Words to Live By

Good Shepherd
Source: Bernhard Plockhorst-Good Shephard

This post is for my fellow Christians, Catholic and Protestant. I will not apologize for my beliefs, as the modern world would have it. Instead, I have words to live by.

At some point in a child’s life, they ask the Big Questions: who am I? Who made the earth, sea, and sky? Why am I here?

Our continuing journey through classic literature takes us to a volume of books: essays and poems, drama and splendor, narratives and epics. And what is this volume? For Christians, it is the Bible.

From a child’s viewpoint, the Bible should be introduced and read as a happy encounter with God. And for those interested in helping a child discover the bigger things, there are several classic books for this introduction, The Christ Child by Maud & Miska Petersham, The First Bible and The Book of Books (King James Version, Wilber Owen Sypherd, Editor.) are some examples.

A book that encompasses three major faiths in the US, One God: The Ways We Worship Him by Florence Mary Fitch, helps children know and understand faith. The Tree of Life: Selections from the Literature of the World’s Religions is another example of spiritual knowledge.
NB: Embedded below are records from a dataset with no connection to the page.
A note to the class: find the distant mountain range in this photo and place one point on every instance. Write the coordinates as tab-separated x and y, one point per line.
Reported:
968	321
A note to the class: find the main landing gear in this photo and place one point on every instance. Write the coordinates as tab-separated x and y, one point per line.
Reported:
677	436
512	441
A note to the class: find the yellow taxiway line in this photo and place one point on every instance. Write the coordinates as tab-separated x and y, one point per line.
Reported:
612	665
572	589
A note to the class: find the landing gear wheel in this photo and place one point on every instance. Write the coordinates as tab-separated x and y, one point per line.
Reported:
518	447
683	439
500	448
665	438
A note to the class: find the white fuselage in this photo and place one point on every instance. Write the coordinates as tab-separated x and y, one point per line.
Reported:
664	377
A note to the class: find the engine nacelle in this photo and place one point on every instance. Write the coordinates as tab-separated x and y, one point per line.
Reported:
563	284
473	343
There is also a treasury of metaphor in the sacred.
Read Proverbs 4: 10—19 “The Two Paths.”
We see the passage:
“Take fast hold of instruction;
Let her not go:
Keep her;
For she is thy life.”

Instruction is the right path.
It goes on,
“Enter not the path of the wicked,
And go not in the way of evil men.
Avoid it,
Pass not by it;
Turn from it, and pass away.”

The instruction is clear—keep away from what is not good, otherwise you will be lead into darkness.
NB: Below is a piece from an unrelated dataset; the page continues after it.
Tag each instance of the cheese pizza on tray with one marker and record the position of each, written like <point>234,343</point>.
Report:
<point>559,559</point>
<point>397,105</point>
There is also beautiful poetry about the sacred such as Robert Louis Stevenson’s poem, “Give us grace and strength” and Christina Rossetti’s poem, “Lord, purge our eyes to see.”
For lovers of nature, I invite you to read my favorite legend of the saints by Mary Gould Davis, The Truce of the Wolf: a Legend of St. Francis of Assisi.

Sacred literature is a gift to humankind and a rich store of words more than their worth—words that if lived, lead to unending joy!